The filing in Wilmington, Del., was anticipated and is expected to lead to a brief stay in Chapter 11 for the Cubs.
It comes as part of the Tribune Co.'s plans to sell the team, Wrigley Field and related properties to the family of billionaire Joe Ricketts, the founder of Omaha, Neb.-based TD Ameritrade.
Tribune, which also owns the Chicago Tribune and the Los Angeles Times, filed for bankruptcy protection in December, but the Cubs were not included in the filing. The team's run through Chapter 11 is expected to protect its new owners from potential claims by Tribune creditors.

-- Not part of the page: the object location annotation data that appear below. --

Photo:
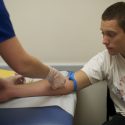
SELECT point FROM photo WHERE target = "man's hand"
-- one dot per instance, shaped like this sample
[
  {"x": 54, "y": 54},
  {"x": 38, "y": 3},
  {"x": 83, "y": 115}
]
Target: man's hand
[
  {"x": 7, "y": 85},
  {"x": 55, "y": 78}
]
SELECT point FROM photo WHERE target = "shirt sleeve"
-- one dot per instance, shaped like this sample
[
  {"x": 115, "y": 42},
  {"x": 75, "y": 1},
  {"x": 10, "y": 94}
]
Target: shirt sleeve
[
  {"x": 95, "y": 68},
  {"x": 6, "y": 28}
]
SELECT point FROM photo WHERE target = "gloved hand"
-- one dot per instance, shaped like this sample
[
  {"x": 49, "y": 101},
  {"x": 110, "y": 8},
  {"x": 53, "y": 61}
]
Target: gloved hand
[{"x": 56, "y": 79}]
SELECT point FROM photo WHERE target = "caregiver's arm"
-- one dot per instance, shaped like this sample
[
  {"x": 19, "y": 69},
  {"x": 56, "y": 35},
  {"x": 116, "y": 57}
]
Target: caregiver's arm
[{"x": 42, "y": 88}]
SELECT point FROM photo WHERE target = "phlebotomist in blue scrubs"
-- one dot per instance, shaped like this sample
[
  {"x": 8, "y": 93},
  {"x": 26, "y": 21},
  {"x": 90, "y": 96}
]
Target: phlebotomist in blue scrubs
[{"x": 18, "y": 59}]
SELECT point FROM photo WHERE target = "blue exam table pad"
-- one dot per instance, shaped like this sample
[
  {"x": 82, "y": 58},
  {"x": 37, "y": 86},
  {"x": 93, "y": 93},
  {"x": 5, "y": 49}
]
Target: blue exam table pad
[{"x": 50, "y": 115}]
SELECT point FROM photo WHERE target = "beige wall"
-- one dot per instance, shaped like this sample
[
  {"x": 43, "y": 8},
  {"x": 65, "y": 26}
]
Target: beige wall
[{"x": 59, "y": 31}]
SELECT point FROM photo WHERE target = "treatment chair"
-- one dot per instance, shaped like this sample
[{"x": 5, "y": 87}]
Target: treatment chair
[{"x": 110, "y": 106}]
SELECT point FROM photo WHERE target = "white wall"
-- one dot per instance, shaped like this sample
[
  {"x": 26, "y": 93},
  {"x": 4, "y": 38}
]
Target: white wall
[{"x": 59, "y": 31}]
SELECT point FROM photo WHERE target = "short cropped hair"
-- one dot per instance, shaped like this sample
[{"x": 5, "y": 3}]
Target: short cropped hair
[{"x": 115, "y": 12}]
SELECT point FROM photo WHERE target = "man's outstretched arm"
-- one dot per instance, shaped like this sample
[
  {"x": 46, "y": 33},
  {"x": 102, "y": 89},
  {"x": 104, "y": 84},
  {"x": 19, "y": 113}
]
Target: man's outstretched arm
[{"x": 41, "y": 88}]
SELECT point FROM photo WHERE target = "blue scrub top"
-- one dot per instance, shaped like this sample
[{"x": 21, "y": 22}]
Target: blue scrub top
[{"x": 6, "y": 28}]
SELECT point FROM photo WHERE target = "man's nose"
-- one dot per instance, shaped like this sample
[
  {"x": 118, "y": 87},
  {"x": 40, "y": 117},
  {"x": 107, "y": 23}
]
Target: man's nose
[{"x": 106, "y": 40}]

Tribune bought the Cubs in 1981 for $20.5 million from candy maker Wm. Wrigley Jr. Co. It announced plans to sell the franchise in 2007, but got tripped up by the recession and the collapse of the credit markets.
It has agreed to sell the Ricketts family a 95 percent stake in a deal that tops the record $660 million paid for the Boston Red Sox and its related properties in 2002. Tribune Co. is keeping the remaining 5 percent.
The Cubs' bankruptcy filing is not the first for a Major League Baseball team. The Baltimore Orioles were sold in a bankruptcy auction in 1993 after owner Eli Jacobs filed for Chapter 11. The same happened to the Seattle Pilots after the 1969 season. The new owners moved the team to Milwaukee and changed the name to the Brewers.
The National Hockey League's Phoenix Coyotes, a franchise that has yet to make a profit since moving from Winnipeg, Manitoba, in 1996, filed for Chapter 11 protection in May.